L'important n'est pas que je comprenne son problème, mais qu'elle-même soit en mesure d'en prendre conscience, ce qui est la première étape, incontournable, à toute vraie remédiation. 

Léane a donc compris sa difficulté, qui peut s’énoncer ainsi : une hésitation entre la simple restitution de ses connaissances, ce qu'elle fait depuis toujours ("montrer que j'ai travaillé") et leur réutilisation réflexive, plus complexe, mais dont elle ne connaît pas les mécanismes (Voir message 82 :"Restituer ou réutiliser ses connaissances"). Cette hésitation entre deux buts aussi opposés explique son trouble de projection lors de l’apprentissage de ses cours : elle ne sait pas trop à quoi les destiner et remplit ce vide angoissant par des idées toutes faites et sans contenu opérationnel (comment fait-on concrètement pour "avoir de la culture générale" ?). Ne reste plus alors qu’une compréhension spontanée, a minima, signe d’une intelligence à l’œuvre, ce dont par ailleurs personne ne doutait, mais dont on sait aussi qu’elle ne suffit plus à ce niveau d’études.

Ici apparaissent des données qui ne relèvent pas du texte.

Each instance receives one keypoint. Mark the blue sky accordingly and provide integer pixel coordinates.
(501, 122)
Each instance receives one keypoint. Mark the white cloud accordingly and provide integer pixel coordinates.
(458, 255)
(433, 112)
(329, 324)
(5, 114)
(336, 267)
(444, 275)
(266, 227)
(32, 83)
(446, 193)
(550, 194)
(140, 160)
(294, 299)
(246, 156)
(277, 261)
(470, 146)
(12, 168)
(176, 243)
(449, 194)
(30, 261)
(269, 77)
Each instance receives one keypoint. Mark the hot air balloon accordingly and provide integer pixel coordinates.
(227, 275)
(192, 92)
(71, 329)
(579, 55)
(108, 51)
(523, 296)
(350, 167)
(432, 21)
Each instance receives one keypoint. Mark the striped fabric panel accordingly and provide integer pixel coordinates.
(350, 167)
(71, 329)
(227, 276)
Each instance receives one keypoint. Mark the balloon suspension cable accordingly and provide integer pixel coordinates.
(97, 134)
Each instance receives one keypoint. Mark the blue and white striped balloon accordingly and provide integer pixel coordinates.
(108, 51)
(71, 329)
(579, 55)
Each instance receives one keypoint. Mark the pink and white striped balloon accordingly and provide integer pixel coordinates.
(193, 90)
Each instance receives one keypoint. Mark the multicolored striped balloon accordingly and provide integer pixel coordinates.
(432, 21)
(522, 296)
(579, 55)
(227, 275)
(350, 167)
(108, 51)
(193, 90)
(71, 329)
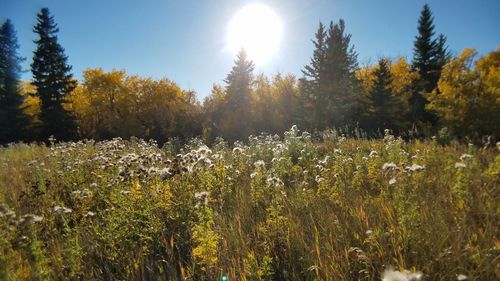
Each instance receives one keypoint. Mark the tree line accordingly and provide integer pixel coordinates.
(433, 91)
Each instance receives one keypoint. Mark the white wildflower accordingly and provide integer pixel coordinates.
(58, 210)
(165, 174)
(259, 163)
(319, 179)
(86, 193)
(30, 218)
(389, 166)
(75, 193)
(416, 168)
(202, 197)
(465, 156)
(394, 275)
(237, 150)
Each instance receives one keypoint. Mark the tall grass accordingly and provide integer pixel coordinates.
(277, 208)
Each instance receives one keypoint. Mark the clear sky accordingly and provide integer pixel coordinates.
(184, 40)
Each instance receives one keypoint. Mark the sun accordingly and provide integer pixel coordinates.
(257, 29)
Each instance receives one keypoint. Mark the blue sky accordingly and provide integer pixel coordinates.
(184, 40)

Intelligence du reste qui, en tout cas,  ne fait jamais l’objet des évaluations scolaires !

J’ai donc consacré le reste de l’entretien à la découverte de l’acte de réflexion (l'outil du transfert des connaissances, voir "Pour apprendre à réfléchir") puis à une meilleure compréhension des cours en utilisant les "Cinq questions"(préparation du transfert, voir message 56, "Comprendre et réutiliser ses connaissances".).

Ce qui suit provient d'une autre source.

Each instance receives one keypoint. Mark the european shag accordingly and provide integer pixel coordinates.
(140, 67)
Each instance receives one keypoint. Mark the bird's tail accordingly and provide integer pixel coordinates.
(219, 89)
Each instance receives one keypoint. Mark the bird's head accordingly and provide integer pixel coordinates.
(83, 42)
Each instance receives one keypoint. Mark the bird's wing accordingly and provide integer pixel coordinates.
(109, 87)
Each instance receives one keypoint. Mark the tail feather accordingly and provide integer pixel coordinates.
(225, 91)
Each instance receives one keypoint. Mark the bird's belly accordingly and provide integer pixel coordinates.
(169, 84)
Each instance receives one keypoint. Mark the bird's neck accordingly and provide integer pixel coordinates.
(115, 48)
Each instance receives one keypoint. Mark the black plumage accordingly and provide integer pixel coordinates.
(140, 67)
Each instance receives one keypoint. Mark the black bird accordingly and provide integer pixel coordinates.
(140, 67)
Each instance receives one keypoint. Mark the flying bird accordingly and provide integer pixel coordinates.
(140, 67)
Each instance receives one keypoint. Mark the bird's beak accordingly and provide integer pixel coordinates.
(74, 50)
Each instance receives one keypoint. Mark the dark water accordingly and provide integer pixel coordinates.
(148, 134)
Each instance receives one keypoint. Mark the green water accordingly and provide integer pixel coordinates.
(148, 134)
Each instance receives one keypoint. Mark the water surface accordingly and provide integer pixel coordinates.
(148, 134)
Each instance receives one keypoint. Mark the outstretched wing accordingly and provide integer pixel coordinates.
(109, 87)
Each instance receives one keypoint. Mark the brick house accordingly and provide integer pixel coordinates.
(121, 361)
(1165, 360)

Une remarque faite incidemment par Léane nous a fait comprendre pourquoi elle était si sensible aux changements de professeurs. Cette année, l’enseignant de mathématiques lui plait plus que celui de l’année dernière. L’ancien faisait beaucoup d’exercices en les commentant en même temps qu'elle écrivait au tableau. Le nouveau écrit au tableau, puis explique dans un deuxième temps. Léane a besoin d’évocations visuelles comme toile de fond de sa compréhension verbalisante. Si elle doit fabriquer ces images en temps réel  uniquement sur des explications orales, l’effort est trop grand. Si un support perceptif visuel lui est fourni avant les explications, sa compréhension  va pouvoir se développer beaucoup plus aisément. Elle peut « photographier » mentalement ce qui lui est montré et intégrer ensuite les explications du professeur. Sa verbalisation intérieure peut alors s’activer sans "perdre de vue" ce qu’elle essaye de comprendre. Du coup elle "aime" bien ce professeur si facilitant pour elle ! Ne jamais confondre cause et conséquence. Ni affectif et cognitif.

J’étais inquiet des résultats de notre rencontre. Léane ayant un bac blanc dans la semaine suivante, j’attendais impatiemment les résultats de ce qu’elle avait paru comprendre et apprécier avec moi.  Je craignais que ce soit encore trop frais dans sa tête pour quelle puisse mettre en pratique une méthode si éloignée de ses (mauvaises…) habitudes installées en elle depuis si longtemps.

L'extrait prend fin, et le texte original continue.